Robin Raju, the chief financial officer at Equitable, wants to talk about the company's efforts to add lifetime income options to the nation's 401(k) plans.
He wants to talk about the value the company gets from its AllianceBernstein asset management arm.
But the conversation often turns to the rise of the U.S. individual registered index-linked annuity market.
Equitable created the modern U.S. market for RILAs, or variable annuities with crediting rates that depend on the performance of one or more investment indexes, rather than on the performance of funds that resemble mutual funds.
Equitable was the leader in the RILA market in the first quarter. Its RILA sales increased to $3.4 billion in the latest quarter, from $2.2 billion in the year-earlier quarter, according to LIMRA issuer survey data.
Why is the RILA market so strong?
Raju gave Wall Street securities analysts a short introduction to RILAs during a recent conference call that the company held to go over first-quarter results.

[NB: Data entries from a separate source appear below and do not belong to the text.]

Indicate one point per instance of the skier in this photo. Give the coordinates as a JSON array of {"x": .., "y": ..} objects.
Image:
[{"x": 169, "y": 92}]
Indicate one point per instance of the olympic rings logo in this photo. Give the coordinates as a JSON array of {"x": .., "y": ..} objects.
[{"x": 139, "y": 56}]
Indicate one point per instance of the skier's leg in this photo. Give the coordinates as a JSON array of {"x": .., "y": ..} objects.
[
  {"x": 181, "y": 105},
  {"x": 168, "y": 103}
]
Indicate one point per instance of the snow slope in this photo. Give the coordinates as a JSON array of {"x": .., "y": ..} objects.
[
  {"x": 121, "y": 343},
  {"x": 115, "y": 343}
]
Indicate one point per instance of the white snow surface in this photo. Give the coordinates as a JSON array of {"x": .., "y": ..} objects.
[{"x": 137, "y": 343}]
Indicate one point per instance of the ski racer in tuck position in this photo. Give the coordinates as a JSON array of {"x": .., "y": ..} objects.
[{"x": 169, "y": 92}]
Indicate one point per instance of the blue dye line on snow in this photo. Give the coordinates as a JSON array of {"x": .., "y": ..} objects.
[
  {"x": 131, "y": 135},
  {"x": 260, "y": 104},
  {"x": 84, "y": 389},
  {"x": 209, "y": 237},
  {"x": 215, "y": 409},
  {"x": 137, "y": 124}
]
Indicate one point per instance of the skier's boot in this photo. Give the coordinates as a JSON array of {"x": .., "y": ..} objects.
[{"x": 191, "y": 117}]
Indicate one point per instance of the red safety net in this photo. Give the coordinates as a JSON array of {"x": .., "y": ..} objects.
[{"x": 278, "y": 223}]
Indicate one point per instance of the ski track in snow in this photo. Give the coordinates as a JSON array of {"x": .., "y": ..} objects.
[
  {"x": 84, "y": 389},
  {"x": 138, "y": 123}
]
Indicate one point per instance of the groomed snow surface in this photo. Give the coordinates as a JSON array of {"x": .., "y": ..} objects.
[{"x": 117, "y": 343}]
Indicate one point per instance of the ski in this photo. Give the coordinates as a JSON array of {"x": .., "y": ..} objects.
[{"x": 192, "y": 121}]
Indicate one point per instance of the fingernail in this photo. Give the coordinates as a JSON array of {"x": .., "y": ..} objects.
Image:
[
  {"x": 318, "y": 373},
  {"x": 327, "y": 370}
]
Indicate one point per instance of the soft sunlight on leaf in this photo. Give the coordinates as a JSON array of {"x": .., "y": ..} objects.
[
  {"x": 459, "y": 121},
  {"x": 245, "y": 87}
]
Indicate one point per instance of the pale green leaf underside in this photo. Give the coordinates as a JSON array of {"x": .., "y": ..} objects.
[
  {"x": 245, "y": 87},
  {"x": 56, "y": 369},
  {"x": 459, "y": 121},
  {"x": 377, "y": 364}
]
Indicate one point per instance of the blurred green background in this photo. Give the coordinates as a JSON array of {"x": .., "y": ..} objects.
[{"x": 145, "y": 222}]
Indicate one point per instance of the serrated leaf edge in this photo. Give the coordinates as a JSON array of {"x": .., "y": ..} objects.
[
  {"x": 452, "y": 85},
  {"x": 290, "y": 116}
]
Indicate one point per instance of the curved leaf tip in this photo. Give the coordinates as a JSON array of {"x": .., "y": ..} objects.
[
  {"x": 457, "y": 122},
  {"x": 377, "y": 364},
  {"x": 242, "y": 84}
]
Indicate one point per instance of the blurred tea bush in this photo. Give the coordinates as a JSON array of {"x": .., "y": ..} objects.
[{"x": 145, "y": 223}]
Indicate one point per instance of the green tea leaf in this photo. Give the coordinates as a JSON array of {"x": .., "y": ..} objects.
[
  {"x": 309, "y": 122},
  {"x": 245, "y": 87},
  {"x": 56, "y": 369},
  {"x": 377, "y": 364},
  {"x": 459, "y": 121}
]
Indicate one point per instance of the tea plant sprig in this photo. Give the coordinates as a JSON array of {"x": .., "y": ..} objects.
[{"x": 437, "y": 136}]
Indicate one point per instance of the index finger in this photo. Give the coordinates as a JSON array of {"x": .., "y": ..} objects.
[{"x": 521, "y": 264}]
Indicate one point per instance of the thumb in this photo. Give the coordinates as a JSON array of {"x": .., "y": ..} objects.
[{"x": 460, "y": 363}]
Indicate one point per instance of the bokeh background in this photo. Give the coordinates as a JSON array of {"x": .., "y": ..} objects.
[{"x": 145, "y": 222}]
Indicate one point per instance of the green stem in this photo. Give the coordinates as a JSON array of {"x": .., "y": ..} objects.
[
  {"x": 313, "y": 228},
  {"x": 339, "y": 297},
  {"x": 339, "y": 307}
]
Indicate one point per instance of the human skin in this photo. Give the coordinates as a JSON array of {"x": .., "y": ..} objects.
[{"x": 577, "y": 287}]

Here are five things he said about the popularity of the products during the call and an interview afterward.
1. The products help clients prepare for retirement.

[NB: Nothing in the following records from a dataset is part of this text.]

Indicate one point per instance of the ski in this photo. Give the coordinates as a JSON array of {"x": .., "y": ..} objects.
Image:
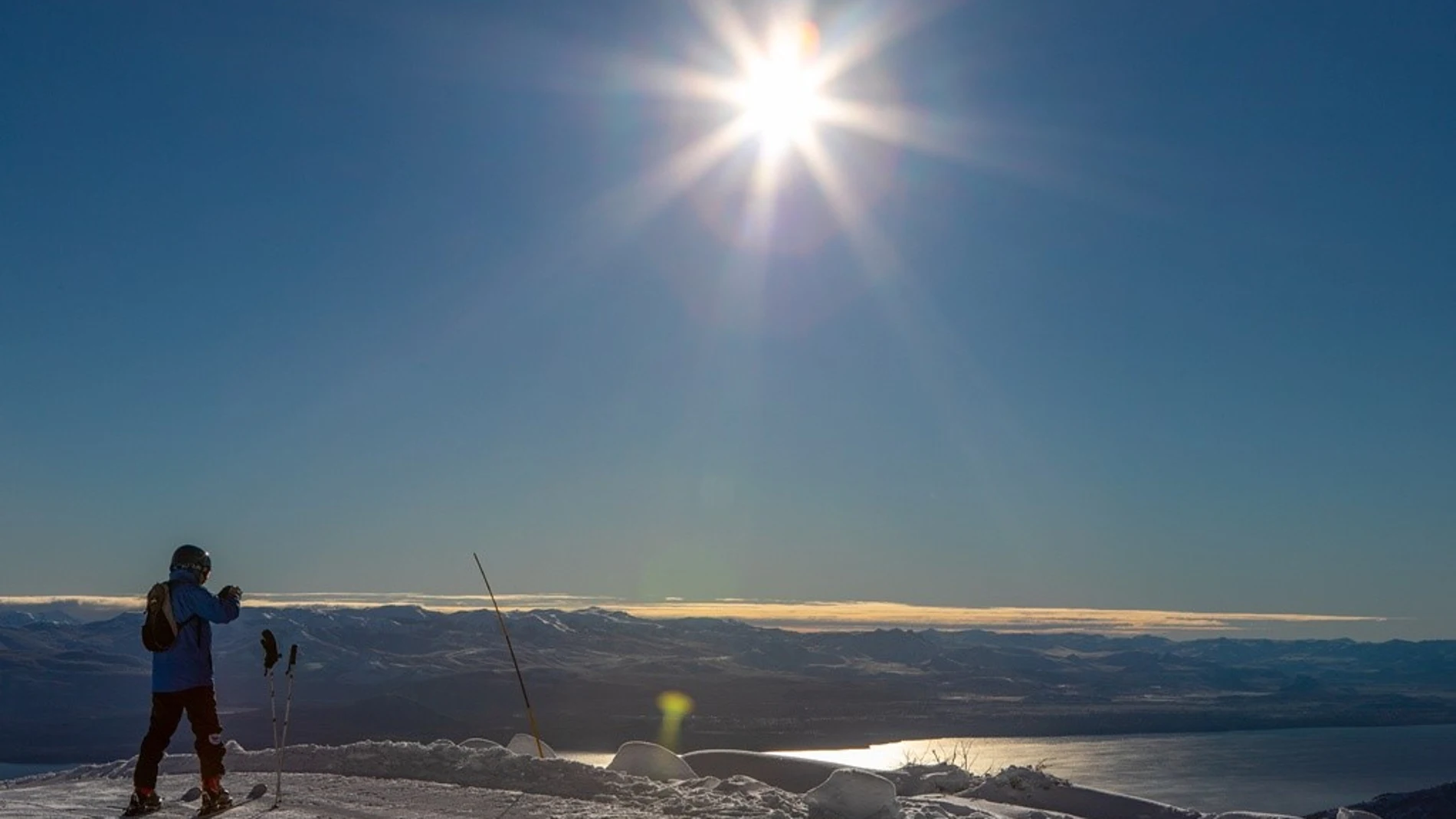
[
  {"x": 254, "y": 794},
  {"x": 194, "y": 793}
]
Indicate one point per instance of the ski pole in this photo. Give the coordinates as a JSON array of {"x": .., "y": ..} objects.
[
  {"x": 530, "y": 715},
  {"x": 271, "y": 660},
  {"x": 287, "y": 710}
]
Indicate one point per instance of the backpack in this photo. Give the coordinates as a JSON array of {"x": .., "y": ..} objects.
[{"x": 159, "y": 629}]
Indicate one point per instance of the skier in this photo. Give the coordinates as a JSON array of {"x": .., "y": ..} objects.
[{"x": 182, "y": 681}]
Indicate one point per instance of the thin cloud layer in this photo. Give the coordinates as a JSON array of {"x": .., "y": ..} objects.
[{"x": 785, "y": 614}]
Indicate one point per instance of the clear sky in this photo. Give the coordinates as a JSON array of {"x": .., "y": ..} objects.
[{"x": 1092, "y": 304}]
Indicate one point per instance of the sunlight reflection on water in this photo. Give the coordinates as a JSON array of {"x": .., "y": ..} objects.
[{"x": 1289, "y": 771}]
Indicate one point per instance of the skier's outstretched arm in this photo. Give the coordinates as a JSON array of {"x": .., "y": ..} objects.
[{"x": 215, "y": 608}]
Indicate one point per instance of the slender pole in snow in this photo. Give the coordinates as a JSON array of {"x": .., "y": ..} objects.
[
  {"x": 287, "y": 710},
  {"x": 271, "y": 660},
  {"x": 530, "y": 715}
]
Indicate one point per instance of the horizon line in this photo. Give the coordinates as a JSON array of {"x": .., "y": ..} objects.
[{"x": 802, "y": 616}]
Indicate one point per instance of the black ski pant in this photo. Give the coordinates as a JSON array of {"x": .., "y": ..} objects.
[{"x": 166, "y": 712}]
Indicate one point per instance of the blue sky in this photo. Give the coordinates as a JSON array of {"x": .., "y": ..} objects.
[{"x": 344, "y": 291}]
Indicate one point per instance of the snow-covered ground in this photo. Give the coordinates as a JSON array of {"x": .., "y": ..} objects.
[{"x": 405, "y": 780}]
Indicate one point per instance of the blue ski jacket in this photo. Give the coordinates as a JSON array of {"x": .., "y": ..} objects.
[{"x": 189, "y": 663}]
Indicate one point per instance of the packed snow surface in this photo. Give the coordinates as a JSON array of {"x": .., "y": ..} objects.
[{"x": 405, "y": 780}]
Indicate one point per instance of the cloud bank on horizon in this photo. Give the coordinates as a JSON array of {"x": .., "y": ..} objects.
[{"x": 786, "y": 614}]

Raju said offering RILAs is a way to provide a solution that can protect a retirement saver against an adjustable level of investment market risk.
"We allow clients to still participate in the equity market but with downside protection," he said.
2. An issuer can use derivatives to handle exposure to changes in stock or other investment indexes.
Raju sees RILA products as "spread-based" products. That means that Equitable's results depend mainly on the difference, or spread, between the rates it's paying the annuity holders and the yields it gets on the portfolio supporting the annuities.